The software, when installed on a victim’s computer, denies a user access to files unless a ransom is paid: about $400. It targets files that users would most likely find important: photos, videos, Excel spreadsheets and Word documents.


Two analysts from the California-based security firm Palo Alto Networks, Claud Xiao and Jin Chen, discovered on Friday that the ransomware was infecting downloads of Transmission, a legitimate BitTorrent file-sharing application, they said in a blog post.

上周五,加州资讯安全公司帕洛阿尔托网络(Palo Alto Networks)的两位分析师肖梓航(Claud Xiao)和陈瑾(Jin Chen,音)在该公司的博客发文称,他们发现这个勒索软件感染了用户下载到的Transmission应用程序。Transmission是一个合法的BT文件分享软件。

About 6,500 users had downloaded the infected software over the weekend, a Transmission official told Forbes. That’s a small fraction of overall Mac users; Apple sold 5.31 million Macs in the first quarter of 2016.


Attackers had compromised Transmission’s website, changing its download link to include both the Transmission software and the ransomware, according to Ryan Olson, the threat intelligence director at Palo Alto Networks. The analysts found it about four hours after it was first uploaded, he said.

根据帕洛阿尔托网络的危机情报主任莱恩·欧尔森(Ryan Olson)的说法,黑客入侵了Transmission网站,并更改了该软件的下载链接,使其同时包含了Transmission和勒索软件。欧尔森说,分析师是在病毒首次上传至该网站约4小时后发觉这个状况的。

Such attacks are more common on machines running Windows, which has far more users, and have grown increasingly common in the past six to 12 months, Mr. Olson said. But even though Apple has had a good record of keeping dangerous software off computers, the successful attack could decrease user confidence, he said.


“It’s important to be aware that nothing is 100 percent,” he said in a telephone interview. “And every time we find a new one of these, that’s just another signal that 100 percent is not possible.”


Apple revoked a certificate that allowed the software to be installed on Macs, according to Reuters, and Transmission removed the download link from its website on March 5, Palo Alto Networks said.


The ransomware, named KeRanger, would “sleep” for three days after being downloaded before encrypting the victim’s files, Mr.

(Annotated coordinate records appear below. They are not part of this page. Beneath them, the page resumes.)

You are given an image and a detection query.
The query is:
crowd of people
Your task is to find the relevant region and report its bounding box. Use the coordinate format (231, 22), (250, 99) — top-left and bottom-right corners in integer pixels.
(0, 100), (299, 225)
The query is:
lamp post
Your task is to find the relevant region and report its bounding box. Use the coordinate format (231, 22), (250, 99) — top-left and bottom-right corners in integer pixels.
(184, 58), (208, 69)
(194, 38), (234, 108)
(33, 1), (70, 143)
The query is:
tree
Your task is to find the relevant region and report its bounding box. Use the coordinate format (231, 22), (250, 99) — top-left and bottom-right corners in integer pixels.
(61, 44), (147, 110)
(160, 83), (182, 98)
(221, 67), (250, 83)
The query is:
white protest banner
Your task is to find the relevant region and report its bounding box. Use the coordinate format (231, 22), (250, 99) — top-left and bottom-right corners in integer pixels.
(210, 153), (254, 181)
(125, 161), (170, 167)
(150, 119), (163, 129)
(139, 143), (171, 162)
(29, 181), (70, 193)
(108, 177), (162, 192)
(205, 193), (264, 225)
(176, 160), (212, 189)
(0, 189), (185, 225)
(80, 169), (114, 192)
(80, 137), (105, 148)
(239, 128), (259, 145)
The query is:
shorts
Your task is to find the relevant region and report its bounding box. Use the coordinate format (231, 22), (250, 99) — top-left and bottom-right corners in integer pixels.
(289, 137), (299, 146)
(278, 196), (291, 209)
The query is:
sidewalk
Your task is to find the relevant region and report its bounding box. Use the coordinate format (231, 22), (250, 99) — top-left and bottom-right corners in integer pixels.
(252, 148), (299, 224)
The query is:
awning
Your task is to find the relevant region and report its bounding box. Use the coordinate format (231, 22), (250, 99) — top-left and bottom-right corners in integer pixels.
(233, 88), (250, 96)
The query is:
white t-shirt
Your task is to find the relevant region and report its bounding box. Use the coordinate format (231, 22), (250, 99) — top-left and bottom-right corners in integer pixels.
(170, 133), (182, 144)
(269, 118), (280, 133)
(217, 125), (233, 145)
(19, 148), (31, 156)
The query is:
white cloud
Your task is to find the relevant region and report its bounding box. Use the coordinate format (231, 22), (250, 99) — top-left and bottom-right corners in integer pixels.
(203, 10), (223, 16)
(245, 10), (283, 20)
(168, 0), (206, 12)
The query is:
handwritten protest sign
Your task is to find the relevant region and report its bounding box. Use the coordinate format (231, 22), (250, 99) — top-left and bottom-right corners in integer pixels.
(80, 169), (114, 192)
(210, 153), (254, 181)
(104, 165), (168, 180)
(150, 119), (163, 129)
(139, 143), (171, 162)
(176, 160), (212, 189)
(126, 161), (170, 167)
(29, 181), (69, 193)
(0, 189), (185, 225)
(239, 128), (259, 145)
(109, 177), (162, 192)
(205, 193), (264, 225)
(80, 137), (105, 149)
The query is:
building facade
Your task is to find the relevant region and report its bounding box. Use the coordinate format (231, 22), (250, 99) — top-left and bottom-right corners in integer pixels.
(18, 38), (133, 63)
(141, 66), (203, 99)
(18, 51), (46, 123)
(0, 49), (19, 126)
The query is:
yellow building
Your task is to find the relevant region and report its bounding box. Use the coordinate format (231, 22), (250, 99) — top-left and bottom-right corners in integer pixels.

Olson said.


Such attacks have had destructive effects, largely because they often work. In February, a hospital in Los Angeles paid hackers $17,000 in Bitcoin after its computer system was down for over a week.


Computers running Windows are often infected when users click a malicious link in an email or one hidden in an advertisement. Once their machines are infected, users often have no choice but to meet the hackers’ demands.


Mac users have historically enjoyed more security from malicious applications, Mr. Olson said. “Apple has a lot of gates in the way to prevent that from being successful,” he said.


While Apple and Transmission responded quickly to limit the damage, the episode illustrates the value of backing up important files, Mr. Olson said. The effect of ransomware is much like a laptop falling into the river — the damage can be limited if your important files exist somewhere else, he said.